I do still drink alcohol, especially Champagne or good alternative European fizz, which was one of my developing areas of interest. But it’s not the same.
The pleasure of life before — and hopefully at some point, after pregnancy — was the open horizons of drink, of mixing and matching, of going right through from aperitif to wine to digestif. And I felt like drinking, which I never do now. If I was tired but had to go out, I could have a brisk gin and tonic and feel revitalized. If I had a night in or a friend over, I could make a special treat of it by opening a fine bottle of red (fine, for me, is $25 from the grocery store fine wines section). I was never someone who sat at home sipping wine only to discover the bottle was gone. But I liked the possibility — especially with company, and especially with salty snacks or cheese.
Now, as an increasingly corpulent-feeling woman, who is rarely hungry because she has used pregnancy as an excuse not to eat for two but for twenty, the prospect of laying into a bottle of silky Burgundy or enveloping Barolo just leaves me feeling faintly tired. It would be utterly wasted on me.
The implications for socializing — especially in the evening — are marked. Events that may formerly have been enlivened by alcohol are no longer. At a recent party, I foolishly thought there was mileage yet in a couple of glasses of ice-cold Hattingley English sparkling wine, only to be taken with a funny turn complete with the sense that I might pass out.
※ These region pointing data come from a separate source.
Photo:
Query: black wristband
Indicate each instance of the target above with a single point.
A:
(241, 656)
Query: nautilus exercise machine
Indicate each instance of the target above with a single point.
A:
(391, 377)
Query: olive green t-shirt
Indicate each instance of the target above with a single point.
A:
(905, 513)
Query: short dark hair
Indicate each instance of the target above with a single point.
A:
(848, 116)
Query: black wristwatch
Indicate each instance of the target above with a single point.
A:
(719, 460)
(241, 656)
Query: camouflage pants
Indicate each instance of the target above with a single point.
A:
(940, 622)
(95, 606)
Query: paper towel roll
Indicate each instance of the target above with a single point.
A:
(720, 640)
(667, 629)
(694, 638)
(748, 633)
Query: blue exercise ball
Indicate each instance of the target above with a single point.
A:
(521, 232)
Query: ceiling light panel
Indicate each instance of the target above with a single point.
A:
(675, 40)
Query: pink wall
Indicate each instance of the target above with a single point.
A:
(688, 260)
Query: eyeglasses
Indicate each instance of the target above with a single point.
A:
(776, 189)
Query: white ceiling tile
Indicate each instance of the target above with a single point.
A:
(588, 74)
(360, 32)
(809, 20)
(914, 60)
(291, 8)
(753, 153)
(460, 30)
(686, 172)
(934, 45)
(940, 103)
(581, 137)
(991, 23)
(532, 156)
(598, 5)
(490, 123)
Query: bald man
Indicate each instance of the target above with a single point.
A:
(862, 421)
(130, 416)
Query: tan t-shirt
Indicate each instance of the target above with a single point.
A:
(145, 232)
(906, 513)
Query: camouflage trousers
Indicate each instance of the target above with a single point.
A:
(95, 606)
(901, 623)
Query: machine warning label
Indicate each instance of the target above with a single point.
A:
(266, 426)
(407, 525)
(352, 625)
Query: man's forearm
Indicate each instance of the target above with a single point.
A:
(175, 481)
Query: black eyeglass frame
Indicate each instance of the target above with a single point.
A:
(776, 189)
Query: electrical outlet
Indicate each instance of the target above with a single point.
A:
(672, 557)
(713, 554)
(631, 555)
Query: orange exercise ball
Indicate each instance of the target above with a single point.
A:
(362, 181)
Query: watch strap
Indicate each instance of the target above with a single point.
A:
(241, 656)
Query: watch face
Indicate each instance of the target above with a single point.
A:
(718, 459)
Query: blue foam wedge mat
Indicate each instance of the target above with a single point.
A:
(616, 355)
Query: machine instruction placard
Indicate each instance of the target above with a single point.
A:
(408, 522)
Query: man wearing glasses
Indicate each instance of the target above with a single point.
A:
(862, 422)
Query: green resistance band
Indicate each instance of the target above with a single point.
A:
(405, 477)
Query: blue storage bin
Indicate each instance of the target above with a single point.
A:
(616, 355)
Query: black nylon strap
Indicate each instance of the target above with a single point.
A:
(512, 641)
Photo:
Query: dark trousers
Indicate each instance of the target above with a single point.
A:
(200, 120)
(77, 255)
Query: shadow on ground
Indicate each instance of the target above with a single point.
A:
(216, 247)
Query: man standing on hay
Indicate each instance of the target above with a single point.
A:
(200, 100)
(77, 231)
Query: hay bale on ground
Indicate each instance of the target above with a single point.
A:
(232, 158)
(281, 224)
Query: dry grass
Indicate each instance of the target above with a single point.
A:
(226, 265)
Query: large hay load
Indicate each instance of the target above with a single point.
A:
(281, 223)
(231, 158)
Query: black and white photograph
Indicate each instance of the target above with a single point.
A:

I quickly called an Uber, anxiously chugging water.
Dinner parties used to have their joy compounded by a series of aperitivi; now, a sense of pointlessness hovers over imbibement, since one or at most two glasses, being taken in isolation, only make me feel tired. The same applies to travel, particularly European travel.
I particularly mourn the palling of the pub. There is nothing quite like a cold, wintry evening in a cozy Victorian boozer with a pint of hipster ale and a table full of men at hand. One of the chief bonding sites with my baby-daddy was the pub. But now, a pint of beer seems overwhelming, and, capped at one, simply seems sad. What’s the point of feeling the micro buzz of that malty pour only for it to wither into a sense of weariness at the prospect of it being chased by more sugary soft drinks than any sane person could ever want?
Luckily I have never needed alcohol to have good conversations, or to enjoy socializing. I have no confidence issues where that is concerned, unlike a great many Britons who simply can’t face parties or social gatherings of any kind without alcohol. I don’t know how such pregnant womenfolk fare.
At a recent family birthday party, my baby-daddy was shocked to discover the whole event, which was more of a tea party, took place without a drop of alcohol. None of us noticed (me because I’m nearly six months in) but he said that’d never happen at a normal English birthday. What he meant was that my family are Jewish, and Jews tend not to drink as habitually or as dependently as gentiles. He’s right — though I’ve always been the exception. He was surprised, though, to discover he had a nice time and enjoyed waking up feeling fresh. So there is a silver lining.
I’ve got three months to go, then probably a bit longer if I breastfeed. I just hope that when it’s safe to return to my old ways, I still enjoy them.